Event flags:more discussion & practical issue

dutchuncle wrote on Tuesday, January 16, 2007:

Practical and philosophical issues of Event Flag Groups

Rather than making this a feature request, I’m working on a contribution, and hitting a snag.

Background:  Event Flags are typically implemented as bitwise flags in a portBASE_TYPE.  The flags may be set by any process that has the group’s handle, in any combination (essentially a bitwise OR).  More importantly, the group may be waited on by multiple processes at once, ALL OF WHOM see the flag post(s) simultaneously (and atomically).  This is very different from a queue or semaphore.  When an empty queue is written, ONLY the highest-priority process waiting on that queue gets the data; when a flag is posted, ALL of the processes wating on that flag are readied (though of course they get the opportunity to run in priority order). This is complicated by the operations provided for waiting on flags:  the process can specify a 32-bit mask and a code indicating whether ALL of the bits must match or ANY of the bits are sufficient, and in some systems whether the bits should be atomically cleared after a successful match - though as stated clearing by one process does NOT interfere with another pending process “seeing” the bits for its own readiness test.

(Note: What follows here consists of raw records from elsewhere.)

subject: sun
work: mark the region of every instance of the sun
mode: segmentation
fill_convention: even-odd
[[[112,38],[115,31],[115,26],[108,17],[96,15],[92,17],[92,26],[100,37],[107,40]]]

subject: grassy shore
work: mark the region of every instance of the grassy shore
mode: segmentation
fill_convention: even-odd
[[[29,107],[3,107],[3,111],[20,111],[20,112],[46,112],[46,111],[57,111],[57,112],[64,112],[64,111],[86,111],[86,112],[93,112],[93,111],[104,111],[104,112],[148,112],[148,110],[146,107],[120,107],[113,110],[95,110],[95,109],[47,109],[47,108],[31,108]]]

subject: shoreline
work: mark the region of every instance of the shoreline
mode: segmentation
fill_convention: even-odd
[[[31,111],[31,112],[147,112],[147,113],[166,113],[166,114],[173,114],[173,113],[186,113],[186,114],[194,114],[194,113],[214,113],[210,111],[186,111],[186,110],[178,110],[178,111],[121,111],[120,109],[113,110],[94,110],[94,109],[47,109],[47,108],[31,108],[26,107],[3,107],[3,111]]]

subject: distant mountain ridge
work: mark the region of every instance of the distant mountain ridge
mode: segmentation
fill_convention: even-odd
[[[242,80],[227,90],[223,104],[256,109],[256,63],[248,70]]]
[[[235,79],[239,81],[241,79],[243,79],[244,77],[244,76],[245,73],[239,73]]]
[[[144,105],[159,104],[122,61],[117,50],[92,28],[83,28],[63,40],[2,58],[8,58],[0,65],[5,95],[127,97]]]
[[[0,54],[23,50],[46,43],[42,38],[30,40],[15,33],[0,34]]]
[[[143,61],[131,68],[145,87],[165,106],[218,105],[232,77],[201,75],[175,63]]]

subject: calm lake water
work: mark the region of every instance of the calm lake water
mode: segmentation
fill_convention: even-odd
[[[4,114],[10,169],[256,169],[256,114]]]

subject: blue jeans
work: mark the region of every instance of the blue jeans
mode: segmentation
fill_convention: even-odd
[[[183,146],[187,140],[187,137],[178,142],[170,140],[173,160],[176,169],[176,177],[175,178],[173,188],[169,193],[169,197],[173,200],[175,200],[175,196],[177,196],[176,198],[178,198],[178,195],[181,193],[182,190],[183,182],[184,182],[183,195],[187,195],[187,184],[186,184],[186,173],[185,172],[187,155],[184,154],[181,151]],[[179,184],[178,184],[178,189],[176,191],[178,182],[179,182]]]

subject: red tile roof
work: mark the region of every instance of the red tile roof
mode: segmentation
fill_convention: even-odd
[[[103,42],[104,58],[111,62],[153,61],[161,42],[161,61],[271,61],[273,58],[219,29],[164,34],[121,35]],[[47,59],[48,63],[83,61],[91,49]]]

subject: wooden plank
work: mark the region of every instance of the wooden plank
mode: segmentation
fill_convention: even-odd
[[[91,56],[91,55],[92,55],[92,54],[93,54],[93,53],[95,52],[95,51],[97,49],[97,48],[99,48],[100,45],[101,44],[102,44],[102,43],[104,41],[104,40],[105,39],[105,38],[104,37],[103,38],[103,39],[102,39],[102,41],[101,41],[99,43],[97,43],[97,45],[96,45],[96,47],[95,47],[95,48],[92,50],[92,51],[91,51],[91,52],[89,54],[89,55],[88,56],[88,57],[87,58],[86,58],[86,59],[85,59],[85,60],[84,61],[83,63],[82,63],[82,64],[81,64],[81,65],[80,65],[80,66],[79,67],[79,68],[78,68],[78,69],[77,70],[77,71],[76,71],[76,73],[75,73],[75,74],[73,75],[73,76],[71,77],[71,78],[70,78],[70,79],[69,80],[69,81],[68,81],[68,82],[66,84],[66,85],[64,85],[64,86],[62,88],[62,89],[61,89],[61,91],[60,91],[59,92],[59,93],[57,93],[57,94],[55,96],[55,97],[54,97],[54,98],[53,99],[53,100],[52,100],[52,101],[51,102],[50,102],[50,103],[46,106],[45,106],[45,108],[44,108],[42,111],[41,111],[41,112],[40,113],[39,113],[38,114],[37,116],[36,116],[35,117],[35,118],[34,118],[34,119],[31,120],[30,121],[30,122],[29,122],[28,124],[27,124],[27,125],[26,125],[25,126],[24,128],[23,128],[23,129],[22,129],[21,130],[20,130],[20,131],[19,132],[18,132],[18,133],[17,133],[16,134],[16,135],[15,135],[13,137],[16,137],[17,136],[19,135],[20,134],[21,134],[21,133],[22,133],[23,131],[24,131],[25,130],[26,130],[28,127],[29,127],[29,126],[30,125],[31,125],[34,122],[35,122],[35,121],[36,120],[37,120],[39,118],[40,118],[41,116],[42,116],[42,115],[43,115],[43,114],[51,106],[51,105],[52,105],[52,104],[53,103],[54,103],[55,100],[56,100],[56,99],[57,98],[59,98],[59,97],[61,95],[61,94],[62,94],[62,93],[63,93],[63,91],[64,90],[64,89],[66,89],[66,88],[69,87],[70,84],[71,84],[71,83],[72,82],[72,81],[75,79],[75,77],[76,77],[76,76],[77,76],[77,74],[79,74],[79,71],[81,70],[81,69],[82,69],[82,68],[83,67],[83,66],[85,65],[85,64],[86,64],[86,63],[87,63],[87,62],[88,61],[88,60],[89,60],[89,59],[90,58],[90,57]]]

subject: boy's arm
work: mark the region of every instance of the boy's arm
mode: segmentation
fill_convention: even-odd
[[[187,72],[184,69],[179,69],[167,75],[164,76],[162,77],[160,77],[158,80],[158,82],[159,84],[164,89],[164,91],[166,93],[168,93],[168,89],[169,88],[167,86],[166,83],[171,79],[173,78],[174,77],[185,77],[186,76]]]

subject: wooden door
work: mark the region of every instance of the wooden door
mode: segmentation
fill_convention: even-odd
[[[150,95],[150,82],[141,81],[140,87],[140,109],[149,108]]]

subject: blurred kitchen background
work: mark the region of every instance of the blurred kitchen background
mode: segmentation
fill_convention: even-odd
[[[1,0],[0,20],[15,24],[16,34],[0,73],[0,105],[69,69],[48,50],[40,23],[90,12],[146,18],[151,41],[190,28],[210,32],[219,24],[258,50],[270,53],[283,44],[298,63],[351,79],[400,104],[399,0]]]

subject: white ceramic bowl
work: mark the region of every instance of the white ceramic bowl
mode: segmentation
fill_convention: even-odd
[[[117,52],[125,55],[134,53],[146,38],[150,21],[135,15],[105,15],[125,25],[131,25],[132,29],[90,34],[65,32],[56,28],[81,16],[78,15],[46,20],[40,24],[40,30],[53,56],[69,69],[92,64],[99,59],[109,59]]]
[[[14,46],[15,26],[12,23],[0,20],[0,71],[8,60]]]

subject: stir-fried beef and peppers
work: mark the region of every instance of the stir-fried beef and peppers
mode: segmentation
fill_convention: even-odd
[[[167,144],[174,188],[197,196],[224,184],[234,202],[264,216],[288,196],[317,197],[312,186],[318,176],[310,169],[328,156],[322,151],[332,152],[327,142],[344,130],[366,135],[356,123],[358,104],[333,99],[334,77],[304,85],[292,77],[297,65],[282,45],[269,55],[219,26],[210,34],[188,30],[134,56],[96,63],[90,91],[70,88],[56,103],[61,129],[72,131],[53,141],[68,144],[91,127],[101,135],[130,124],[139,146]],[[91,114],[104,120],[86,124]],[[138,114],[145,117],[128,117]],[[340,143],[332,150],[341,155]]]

FreeRTOS queues are implemented by activating the highest priority task on the event list, with all queue manipulation being done in the context of the task.  The problem with doing this for flags is that the processes would run in priority order with cascading effects, rather than the atomic operations required.  Besides, unlike queues which typically have one consumer waiting, flags are designed to have multiple processes awaiting different combinations of flags.  (In a VRTX application, we had a dozen processes waiting with masks which mostly had different conditions and *all* had two common bits for STOP and RESET.)  It would be inefficient to wake up all of the processes, perform all of the context switches, and let them all test for readiness (and probably suspend again) in context; instead, efficiency suggests performing the masking by scanning the waiting-event-list within the flag-post routine to decide which process(es) to awaken.  That means the mask and operation-code isn’t kept in the context stack, and it’s per-process, so it makes sense to put it in the process control structure.   BUT in good structured style, richardbarry has hidden the process structure inside the tasks.c module along with various private functions to maintain the various process lists, which means that either (a) the masking and process-waking routine should be in tasks.c violating functional separation, or (b) tasks.c should provide accessor and setting functions to private data along with whatever new function is needed to manipulate the process queue(s) incuring more overhead and complexity and *still* violating functional separation somewhat the other direction.

My own inclination is to bring the flag operation into tasks.c for efficiency, because it seems to me like keeping more privacy around the process handling, thus the lesser evil.  What do other people think?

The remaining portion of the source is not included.